[This article originally appeared in the
issue of Northwest Runner
Some people may think it rather obvious that, on average, men have an advantage over women when it comes to distance running. However, a 1992 analysis of track and field records (Whipp & Ward, Nature 355: 25, 1992) suggested the possibility that the fastest women in the world might catch up to the fastest men in the not-too-distant future. Such a scenario would imply that women have the same athletic potential as men. So, is that really true? Or, alternatively, do men have certain biological advantages that they are unlikely to relinquish within the next century?
I'm not going to attempt a comparison of male and female sprinters. For distance runners, however, we can compare men and women using the endurance performance model described in my February column. You may recall that the model includes three components -- maximal oxygen consumption (VO2max), the lactate threshold, and running economy -- each of which is considered an important determinant of success in races ranging from 3 to 30 miles.
Although the gender difference in VO2max is well-documented, a mystery remains (Joyner, Exercise and Sport Sciences Reviews 21: 103-33, 1993). Some champion male distance runners (past examples include Derek Clayton and Frank Shorter) have VO2maxes of "only" 70 ml/kg/min, a value occasionally exceeded by elite women, yet no woman has ever matched their race times. Why not? Again, a firm answer is not forthcoming at present. However, it is possible that "an excellent value for one of the limiting factors [V02max, lactate threshold, and running economy] is mutually exclusive with another," Joyner speculates. If this is the case, "It might be more likely for some of the males with VO2max values in the low range for [elite] men to have outstanding running economy and lactate threshold values and, therefore, faster times in competition than a female competitor with the same VO2max."

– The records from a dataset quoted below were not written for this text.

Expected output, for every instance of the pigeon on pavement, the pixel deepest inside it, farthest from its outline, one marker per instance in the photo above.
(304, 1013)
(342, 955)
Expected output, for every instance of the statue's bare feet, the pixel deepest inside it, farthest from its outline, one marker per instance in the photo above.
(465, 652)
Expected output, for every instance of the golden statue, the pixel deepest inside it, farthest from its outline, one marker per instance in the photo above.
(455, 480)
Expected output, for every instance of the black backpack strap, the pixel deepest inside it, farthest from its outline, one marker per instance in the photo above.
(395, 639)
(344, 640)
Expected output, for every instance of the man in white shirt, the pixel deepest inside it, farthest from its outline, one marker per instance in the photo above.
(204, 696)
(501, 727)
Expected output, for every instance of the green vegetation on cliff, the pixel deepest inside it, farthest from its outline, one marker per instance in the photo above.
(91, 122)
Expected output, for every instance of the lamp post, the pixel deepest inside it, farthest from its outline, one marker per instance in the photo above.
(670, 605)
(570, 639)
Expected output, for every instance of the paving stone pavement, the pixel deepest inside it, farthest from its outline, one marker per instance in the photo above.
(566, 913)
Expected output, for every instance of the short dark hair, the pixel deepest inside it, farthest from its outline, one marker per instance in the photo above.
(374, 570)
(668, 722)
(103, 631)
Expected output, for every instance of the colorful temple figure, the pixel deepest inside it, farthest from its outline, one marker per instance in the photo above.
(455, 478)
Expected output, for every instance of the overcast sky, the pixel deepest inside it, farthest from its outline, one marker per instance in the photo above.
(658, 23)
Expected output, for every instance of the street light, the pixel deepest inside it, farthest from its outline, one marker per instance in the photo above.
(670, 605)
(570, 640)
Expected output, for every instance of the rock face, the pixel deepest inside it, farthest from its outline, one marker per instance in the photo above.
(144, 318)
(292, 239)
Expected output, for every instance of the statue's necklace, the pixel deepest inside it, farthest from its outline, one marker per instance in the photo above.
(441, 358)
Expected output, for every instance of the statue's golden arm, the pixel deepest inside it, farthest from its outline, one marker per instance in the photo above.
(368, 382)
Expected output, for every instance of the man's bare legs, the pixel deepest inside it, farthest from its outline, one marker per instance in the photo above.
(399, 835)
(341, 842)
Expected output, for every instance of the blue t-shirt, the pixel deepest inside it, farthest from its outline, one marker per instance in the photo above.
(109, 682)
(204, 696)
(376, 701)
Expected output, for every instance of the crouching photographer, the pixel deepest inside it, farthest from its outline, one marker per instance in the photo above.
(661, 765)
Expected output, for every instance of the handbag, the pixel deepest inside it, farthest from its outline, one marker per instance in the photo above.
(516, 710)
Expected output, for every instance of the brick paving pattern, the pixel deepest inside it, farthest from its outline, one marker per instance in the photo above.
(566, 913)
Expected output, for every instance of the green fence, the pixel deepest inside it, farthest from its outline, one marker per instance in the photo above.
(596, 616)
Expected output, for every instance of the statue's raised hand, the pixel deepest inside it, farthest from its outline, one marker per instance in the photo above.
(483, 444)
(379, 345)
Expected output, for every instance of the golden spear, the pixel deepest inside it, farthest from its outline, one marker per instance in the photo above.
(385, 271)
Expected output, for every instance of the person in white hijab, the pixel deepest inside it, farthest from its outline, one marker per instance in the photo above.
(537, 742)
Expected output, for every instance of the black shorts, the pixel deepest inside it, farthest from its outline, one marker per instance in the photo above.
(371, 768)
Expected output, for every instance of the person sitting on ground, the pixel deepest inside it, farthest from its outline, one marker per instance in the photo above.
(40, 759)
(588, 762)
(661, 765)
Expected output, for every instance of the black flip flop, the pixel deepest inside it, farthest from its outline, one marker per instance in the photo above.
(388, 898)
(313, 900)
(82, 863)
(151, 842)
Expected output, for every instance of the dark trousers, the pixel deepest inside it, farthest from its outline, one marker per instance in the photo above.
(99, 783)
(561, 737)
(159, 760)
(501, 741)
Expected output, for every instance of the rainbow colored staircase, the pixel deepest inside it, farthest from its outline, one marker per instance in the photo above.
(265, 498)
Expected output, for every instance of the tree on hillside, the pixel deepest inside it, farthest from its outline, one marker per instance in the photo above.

The above analysis is most relevant to race distances of roughly 3 to 30 miles. When considering events toward the upper end of this range and beyond, however, some biological factors that favor women may also come into play. First, women should tolerate hot and humid racing conditions better than men due to their smaller body size (Dennis & Noakes, European Journal of Applied Physiology 79: 280-4, 1999; Marino et al., Pflugers Archiv 441: 359-67, 2000). The issue here is whether heat can be removed from the body as quickly as it is produced. The rate of heat removal depends on the body's surface area (how much skin you have, more or less), while heat production is approximately proportional to the body's volume or weight. People with a high ratio of surface area to volume are therefore better able to get rid of the heat they generate. Because of the way in which various bodily dimensions scale relative to one other, it turns out that small people have higher surface-area-to-volume ratios than large people; therefore, women may be less susceptible than men to overheating during a long race in oppressive weather.